Disease-free survivals as well as overall life expectancies were significantly shorter in women with very low-density breasts in comparison to women with high-density breast tissue. The lower the breast tissue density, the less fibroglandular tissue there is compared to fat tissue.

In the future, these findings may prove significant for the assessment of breast cancer prognosis and treatment planning.

The study, conducted by researchers at the University of Eastern Finland in Kuopio, involved 270 breast cancer patients at Kuopio University Hospital, ages 32 to 86 years. Breast tissue density was analyzed on the basis of mammographic images obtained at the time of diagnosis.

The researchers determined the proportion of dense glandular tissue of the overall breast area. Breast tissue density was categorized as low when the proportion of glandular tissue was below 25%, and as very low when the proportion of glandular tissue was below 10%.

The study was a 6-year follow up focusing on the effects of breast tissue density and other mammographic features on breast cancer prognosis.

The results indicate that a very low breast tissue density is an independent poor prognostic factor of breast cancer, regardless of patients' age, menopausal status, or body mass index. Of the women with very low breast tissue density, 70.7% were alive at the end of the 6-year follow-up, whereas 87.7% of women whose proportion of glandular tissue was higher than 10% were alive at 6 years. Lower breast tissue density was also associated with more aggressive higher-grade tumors.

The results are particularly interesting because dense breast tissue has long been known to be associated with an increased risk of cancer.

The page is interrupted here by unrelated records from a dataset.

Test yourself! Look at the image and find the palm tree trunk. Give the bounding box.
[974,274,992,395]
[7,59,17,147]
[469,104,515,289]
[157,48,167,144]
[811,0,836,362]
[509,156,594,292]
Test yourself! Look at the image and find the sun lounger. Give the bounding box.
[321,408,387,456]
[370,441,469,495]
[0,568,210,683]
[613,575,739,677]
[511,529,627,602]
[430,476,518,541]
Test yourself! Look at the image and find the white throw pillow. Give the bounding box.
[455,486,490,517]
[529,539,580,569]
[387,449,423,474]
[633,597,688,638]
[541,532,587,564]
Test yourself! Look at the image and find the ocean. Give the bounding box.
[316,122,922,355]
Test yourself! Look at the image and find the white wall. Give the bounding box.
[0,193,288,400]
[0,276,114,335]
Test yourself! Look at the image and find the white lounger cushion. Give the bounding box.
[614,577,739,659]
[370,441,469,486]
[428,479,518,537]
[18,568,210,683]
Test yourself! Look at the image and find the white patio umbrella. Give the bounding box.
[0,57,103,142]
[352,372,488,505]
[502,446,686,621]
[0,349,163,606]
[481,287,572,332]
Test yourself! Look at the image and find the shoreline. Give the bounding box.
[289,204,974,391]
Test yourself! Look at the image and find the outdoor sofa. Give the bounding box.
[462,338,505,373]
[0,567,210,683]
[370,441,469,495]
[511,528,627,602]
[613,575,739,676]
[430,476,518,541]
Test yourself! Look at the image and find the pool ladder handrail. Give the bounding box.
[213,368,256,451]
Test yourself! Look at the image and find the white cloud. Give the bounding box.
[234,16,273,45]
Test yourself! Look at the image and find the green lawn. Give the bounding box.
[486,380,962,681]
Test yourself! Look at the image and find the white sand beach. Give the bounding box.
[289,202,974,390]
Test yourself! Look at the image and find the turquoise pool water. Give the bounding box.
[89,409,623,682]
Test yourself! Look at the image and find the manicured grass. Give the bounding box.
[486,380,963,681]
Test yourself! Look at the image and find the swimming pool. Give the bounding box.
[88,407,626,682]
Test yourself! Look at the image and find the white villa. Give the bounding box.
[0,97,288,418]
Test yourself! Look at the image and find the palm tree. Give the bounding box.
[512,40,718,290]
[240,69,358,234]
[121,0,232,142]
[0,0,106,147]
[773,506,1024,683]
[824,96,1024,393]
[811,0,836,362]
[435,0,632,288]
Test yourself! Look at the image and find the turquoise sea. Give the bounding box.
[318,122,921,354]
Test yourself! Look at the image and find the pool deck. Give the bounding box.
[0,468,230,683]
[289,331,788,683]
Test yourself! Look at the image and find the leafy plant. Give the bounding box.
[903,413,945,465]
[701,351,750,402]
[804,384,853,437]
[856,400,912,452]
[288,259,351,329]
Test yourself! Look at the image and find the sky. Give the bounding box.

"It is difficult to detect small tumors when screening dense breasts, and this results in a higher occurrence of clinically detectable interval cancers. In the United States, informing patients if they have dense breast tissue is now mandatory. This allows them to choose whether they wish to have further tests, for example a screening ultrasound," says Professor Ritva Vanninen, MD, PhD, of the University of Eastern Finland.

"It could be assumed that dense breast tissue would also be associated with a poorer prognosis in patients with a recently diagnosed breast cancer. However, this was not the case in our study, as low breast tissue density specifically weakened the prognosis."